• Bitcoin price enjoys a positive fundamental environment as the uncertainty recedes.
  • Technical and on-chain metrics imply that BTC may retreat to $12,500 before another bullish wave.

Bitcoin has lived through the best week since February 2018. The pioneer digital currency price gained over $2,000 in less than seven days. The bullish momentum allowed it to reach a new multi-year high of nearly $18,800, marking November 2020 one of the strongest bullish months ever. 

The fundamentals remain positive

From a fundamental point of view, Bitcoin was influenced by the same old stories like institutional investments, inflation hedge, and a store of value in the view of the imminent fiat collapse. Also, now that the US presidential elections are behind, the level of market uncertainties decreased, making Bitcoin and other risky assets more attractive again. 

Meanwhile, sustainable price growth resulted in increased bullish forecasts from reputable investors and large banks. For instance, a senior executive at US-based financial giant Citibank, Tom Fitzpatrick, mentioned that Bitcoin’s price could surpass $318,000 because it will become a digital version of gold.  
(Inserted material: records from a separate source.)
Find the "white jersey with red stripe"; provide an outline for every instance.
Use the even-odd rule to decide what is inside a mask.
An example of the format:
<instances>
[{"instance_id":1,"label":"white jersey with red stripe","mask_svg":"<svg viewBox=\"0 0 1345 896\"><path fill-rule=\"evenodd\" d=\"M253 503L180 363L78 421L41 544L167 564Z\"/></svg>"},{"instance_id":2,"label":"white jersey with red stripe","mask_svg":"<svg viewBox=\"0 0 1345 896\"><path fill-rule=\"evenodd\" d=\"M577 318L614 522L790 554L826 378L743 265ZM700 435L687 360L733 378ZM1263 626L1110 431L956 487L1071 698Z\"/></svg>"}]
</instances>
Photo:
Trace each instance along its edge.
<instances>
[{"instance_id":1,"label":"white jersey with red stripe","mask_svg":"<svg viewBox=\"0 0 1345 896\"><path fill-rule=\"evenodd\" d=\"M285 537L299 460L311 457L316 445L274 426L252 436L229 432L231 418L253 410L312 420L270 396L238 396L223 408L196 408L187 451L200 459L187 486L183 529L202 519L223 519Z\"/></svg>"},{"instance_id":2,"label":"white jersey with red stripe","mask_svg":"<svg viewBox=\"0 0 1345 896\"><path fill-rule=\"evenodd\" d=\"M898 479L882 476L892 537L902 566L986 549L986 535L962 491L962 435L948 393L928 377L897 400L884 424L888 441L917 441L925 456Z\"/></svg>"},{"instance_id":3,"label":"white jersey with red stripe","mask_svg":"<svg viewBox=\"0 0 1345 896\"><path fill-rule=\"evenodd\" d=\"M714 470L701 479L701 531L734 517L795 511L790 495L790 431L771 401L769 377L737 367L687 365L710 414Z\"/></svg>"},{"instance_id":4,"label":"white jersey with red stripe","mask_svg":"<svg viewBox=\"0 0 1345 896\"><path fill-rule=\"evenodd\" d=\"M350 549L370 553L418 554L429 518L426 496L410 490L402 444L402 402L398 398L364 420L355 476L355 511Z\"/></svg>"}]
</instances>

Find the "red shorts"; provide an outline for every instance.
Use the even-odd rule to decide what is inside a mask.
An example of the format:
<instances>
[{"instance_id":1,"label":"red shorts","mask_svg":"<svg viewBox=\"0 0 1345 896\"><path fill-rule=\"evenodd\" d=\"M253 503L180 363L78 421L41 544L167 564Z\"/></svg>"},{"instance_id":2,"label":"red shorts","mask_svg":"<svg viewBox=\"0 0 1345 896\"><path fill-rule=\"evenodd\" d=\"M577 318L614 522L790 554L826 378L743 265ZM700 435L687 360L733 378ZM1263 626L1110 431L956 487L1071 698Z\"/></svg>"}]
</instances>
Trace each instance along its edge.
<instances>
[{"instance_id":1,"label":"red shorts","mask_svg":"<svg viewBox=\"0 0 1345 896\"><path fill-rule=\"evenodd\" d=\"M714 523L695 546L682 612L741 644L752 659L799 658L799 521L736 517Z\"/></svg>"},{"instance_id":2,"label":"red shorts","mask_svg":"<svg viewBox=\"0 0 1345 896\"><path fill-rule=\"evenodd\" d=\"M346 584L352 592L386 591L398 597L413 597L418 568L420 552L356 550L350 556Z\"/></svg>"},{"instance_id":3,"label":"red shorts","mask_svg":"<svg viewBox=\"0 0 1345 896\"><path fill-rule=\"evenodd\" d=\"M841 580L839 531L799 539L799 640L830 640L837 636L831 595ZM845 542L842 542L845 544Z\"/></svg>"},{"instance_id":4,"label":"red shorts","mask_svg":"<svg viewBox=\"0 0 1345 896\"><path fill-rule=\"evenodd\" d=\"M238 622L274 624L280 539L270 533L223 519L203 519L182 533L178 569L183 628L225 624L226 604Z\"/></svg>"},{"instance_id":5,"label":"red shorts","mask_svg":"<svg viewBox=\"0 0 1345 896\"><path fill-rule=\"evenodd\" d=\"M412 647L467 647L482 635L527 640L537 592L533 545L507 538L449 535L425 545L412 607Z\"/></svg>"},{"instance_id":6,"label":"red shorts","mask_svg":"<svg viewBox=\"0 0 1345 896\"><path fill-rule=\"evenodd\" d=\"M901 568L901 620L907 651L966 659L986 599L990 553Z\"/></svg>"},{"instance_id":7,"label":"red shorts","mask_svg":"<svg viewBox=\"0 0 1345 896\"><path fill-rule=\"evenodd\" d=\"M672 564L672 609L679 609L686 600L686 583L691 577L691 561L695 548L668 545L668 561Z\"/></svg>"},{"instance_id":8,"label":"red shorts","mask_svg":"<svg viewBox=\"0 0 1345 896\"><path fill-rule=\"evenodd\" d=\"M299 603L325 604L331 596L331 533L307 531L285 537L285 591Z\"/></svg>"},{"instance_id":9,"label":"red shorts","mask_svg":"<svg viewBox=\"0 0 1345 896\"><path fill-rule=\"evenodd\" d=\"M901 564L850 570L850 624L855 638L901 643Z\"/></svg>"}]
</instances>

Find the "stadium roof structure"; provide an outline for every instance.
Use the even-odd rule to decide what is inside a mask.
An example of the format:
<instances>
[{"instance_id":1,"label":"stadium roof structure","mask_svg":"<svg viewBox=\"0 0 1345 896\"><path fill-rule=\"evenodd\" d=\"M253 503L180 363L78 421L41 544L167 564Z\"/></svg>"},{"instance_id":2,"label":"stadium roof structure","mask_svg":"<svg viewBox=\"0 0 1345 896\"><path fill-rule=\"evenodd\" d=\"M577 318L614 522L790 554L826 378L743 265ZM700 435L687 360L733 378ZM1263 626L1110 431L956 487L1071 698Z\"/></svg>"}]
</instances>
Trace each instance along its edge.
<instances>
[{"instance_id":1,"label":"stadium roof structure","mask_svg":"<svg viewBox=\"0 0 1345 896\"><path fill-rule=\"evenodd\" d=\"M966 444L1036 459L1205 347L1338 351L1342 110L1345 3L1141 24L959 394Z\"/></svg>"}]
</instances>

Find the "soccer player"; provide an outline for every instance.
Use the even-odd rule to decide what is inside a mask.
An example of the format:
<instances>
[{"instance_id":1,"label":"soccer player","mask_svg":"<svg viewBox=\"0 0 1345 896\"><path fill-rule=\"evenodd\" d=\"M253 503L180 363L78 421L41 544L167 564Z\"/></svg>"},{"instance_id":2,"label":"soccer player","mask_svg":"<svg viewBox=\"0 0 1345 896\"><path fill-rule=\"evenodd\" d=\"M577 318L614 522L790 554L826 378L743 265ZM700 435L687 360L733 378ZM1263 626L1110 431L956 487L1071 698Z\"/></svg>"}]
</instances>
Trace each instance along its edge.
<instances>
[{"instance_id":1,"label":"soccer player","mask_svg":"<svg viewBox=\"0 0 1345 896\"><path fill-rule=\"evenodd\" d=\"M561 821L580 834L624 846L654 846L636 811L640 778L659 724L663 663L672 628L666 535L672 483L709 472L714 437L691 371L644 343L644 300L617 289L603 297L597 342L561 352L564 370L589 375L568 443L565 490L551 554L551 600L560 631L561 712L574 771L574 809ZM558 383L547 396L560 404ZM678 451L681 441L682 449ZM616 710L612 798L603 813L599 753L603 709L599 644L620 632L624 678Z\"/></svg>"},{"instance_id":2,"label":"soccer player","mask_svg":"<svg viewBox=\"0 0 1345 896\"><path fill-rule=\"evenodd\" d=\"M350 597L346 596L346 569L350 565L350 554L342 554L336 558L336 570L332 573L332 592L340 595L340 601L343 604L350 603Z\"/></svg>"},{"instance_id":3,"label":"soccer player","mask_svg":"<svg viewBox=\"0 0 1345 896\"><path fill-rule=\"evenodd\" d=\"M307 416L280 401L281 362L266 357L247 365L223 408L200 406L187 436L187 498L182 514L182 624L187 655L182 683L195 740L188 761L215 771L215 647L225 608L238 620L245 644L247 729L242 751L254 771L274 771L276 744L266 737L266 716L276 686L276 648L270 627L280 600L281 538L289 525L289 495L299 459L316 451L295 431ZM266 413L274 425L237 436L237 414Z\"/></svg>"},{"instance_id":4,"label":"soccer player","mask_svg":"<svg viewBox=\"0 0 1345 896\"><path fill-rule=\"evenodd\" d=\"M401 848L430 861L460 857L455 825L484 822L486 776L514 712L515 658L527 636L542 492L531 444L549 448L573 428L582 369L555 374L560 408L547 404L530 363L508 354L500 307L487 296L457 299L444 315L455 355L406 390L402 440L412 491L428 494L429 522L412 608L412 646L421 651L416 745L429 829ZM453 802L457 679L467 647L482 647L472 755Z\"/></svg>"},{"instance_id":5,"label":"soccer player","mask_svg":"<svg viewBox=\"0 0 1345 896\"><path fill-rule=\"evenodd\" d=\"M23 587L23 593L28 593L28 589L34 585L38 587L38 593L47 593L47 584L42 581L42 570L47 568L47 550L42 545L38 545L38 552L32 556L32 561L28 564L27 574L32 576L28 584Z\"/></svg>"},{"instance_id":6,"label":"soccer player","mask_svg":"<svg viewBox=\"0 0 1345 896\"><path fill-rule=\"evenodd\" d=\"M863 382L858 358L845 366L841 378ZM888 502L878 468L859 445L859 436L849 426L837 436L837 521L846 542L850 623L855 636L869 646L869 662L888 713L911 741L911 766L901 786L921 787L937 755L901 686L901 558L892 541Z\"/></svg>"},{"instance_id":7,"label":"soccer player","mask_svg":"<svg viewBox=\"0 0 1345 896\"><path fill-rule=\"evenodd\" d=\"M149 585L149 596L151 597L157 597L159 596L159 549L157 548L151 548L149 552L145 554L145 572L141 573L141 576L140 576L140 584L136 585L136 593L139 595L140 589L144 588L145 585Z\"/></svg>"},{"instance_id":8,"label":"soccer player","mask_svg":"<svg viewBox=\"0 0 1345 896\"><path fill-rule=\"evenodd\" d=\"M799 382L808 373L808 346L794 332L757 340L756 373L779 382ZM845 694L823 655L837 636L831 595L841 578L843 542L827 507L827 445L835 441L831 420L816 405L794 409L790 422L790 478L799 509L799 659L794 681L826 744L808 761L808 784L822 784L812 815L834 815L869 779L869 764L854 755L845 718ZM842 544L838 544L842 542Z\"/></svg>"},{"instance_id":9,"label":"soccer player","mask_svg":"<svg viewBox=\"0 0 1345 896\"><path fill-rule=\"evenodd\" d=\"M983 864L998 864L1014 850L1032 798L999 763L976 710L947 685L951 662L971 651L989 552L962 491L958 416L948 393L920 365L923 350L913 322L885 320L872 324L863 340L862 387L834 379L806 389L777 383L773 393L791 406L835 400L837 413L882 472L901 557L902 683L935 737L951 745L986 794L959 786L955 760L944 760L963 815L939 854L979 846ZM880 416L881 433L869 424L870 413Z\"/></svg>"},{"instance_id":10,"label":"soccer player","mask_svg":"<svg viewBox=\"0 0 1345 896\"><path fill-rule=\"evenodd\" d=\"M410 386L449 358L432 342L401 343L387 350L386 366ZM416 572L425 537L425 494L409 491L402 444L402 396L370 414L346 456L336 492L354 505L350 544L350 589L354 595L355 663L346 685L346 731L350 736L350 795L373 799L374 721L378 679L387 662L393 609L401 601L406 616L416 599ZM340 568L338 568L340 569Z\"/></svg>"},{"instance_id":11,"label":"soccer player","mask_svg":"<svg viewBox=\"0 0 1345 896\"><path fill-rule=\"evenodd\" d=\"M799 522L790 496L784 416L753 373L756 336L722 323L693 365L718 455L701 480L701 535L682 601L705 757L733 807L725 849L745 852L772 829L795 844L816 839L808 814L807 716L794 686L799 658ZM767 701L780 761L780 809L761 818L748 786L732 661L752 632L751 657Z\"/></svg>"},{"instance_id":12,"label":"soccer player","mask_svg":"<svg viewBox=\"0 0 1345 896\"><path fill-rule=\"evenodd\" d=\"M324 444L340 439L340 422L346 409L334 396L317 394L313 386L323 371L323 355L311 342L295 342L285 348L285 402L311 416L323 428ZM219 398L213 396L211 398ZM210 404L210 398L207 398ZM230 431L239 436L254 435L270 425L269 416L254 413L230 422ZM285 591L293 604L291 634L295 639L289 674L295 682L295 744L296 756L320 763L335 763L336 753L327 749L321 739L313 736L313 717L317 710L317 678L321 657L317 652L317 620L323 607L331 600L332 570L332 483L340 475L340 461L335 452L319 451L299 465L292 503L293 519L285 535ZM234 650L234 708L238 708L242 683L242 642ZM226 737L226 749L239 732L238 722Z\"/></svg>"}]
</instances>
While the forecast might seem a bit far-fetched as it implies more than a 1,500% price increase for BTC, some on-chain metrics support this thesis. Moreover, the fact that traditional finance experts now share positive views can be regarded as a strong bullish signal itself.

The regulatory climate is also softening. Even US authorities are more friendly towards digital assets. The Securities and Exchange Commission’s (SEC) outgoing chairman, Jay Clayton, recently admitted that Bitcoin works as a store of value and a payment mechanism. Basically, he endorsed the flagship cryptocurrency as a new form of money and confirmed that it was not a security.

Notably, the SEC has been hunting various blockchain startups that might have sold unregistered securities disguised as an initial coin offering (ICO). The regulator took action against several projects, ordering them to return the collected funds to ICO investors and pay hefty fines. This regulatory scrutiny even encouraged San-Francisco-based Ripple to ponder over moving its headquarters to a more friendly jurisdiction.

Everything that goes up must come down

Bitcoin’s long-term technical indicators and on-chain metrics paint a bit less rosy picture. The bellwether cryptocurrency is grossly overbought and vulnerable to a steep correction. The TD Sequential indicator has been sending warnings to the market since the middle of the week, while the intraday charts imply that Bitcoin price has reached a local top for now.

Indeed, the TD setup presented green nine candlesticks on the 12-hour and daily chart, which are considered sell signals. If these bearish formations are confirmed, Bitcoin price may be forced to retrace for one to four daily candlesticks aiming for $16,500 as the primary target.

Bitcoin's TD Sequential Indicator, multiple charts

Bitcoin’s TD Sequential Indicator on Multiple Timeframes

The weekly and monthly charts are on green eight candlesticks, which is a precursor of a sell signal, produced by a green nine candlestick. A spike in selling pressure around the current levels could see Bitcoin price retreat to $12,500 before a new bullish wave starts.

As previously discussed, Bitcoin is prone to 30-40% corrections on the way to new highs. Thus, a pullback following seven weeks of upside momentum can be seen as healthy. It will allow sidelined investors to re-enter the market and a new influx of capital may propel BTC to new all-time highs.

Bitcoin Forecast Pool

Bitcoin Forecast Poll

Regardless, FXStreet’s Bitcoin Forecast Poll shows an improvement from the previous week as the expectations on all timeframes turned bullish. Notably, the price predictions imply that the participants bet on Bitcoin’s growth above $17,000 on a monthly basis with the following correction towards $16,000.